Some people will never get over their fear of information being stolen and the fears will only increase with a brain chip because it becomes even more intrusively personal. That said. The adopters recognize within an increasingly complex world to keep identity safe and secure – from a personal identity standpoint as well as identity interface to things we own and have – the way to save identity is to actually lean in on technology. Insert a ‘yikes’ here. Yeah. Hear me out.

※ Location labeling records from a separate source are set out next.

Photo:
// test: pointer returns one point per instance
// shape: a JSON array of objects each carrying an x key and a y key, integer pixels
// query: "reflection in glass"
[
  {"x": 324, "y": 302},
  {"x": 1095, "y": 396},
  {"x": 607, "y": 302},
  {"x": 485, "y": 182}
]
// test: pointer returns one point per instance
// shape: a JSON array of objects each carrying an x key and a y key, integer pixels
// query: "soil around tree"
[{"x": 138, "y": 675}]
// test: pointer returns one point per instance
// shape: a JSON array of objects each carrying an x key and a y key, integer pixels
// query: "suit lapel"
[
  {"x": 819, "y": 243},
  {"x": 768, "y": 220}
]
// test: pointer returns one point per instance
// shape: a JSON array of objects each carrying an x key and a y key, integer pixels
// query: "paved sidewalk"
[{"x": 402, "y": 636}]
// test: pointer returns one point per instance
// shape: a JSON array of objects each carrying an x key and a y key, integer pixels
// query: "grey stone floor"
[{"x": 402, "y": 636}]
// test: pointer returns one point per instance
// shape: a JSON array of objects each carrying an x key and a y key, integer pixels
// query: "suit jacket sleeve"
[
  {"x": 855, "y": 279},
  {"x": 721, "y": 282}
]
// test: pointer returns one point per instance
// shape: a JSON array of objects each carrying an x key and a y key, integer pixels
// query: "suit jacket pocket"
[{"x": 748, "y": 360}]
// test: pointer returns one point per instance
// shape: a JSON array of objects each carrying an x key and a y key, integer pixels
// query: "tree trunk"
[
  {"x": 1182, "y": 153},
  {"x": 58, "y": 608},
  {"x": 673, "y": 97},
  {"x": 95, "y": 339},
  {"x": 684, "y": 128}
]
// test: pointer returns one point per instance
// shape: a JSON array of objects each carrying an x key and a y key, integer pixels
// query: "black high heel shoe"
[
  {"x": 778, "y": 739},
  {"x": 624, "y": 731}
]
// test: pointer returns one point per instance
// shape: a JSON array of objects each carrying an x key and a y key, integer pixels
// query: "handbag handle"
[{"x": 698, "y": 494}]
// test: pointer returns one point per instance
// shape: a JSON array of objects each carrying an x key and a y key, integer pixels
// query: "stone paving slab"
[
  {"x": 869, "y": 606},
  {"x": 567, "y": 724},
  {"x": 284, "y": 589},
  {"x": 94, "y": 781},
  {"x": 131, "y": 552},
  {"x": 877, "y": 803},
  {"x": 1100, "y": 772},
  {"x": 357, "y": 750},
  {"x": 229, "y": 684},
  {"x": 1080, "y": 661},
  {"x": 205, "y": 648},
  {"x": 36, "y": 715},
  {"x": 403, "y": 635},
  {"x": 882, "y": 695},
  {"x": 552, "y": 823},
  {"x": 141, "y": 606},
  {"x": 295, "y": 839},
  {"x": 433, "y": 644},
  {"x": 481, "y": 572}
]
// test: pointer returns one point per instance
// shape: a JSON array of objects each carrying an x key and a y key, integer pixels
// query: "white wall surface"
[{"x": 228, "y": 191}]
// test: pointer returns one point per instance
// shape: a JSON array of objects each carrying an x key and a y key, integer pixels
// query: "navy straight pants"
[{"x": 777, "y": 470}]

While I have a couple of ideas on how to do this, I tend to belief an implanted chip is the best way forward <for a variety of reasons>. Every person could simply have a tiny chip implanted that permits a computer, or scanning system, to read a personalized code broadcasted by the chip. And while that may sound vulnerable to hacking or copying there are a variety of means and authenticating systems which actually protect us. For example, both Google Authenticator and Blizzard’s official authenticator use open-standard “TOTP” for authentication codes (although different). Google uses 6-digit codes, while Blizzard uses 8-digit codes, but the real idea I offer is that your personal identity algorithm, because it is implanted, can be tied to your biology which, well, cannot be stolen.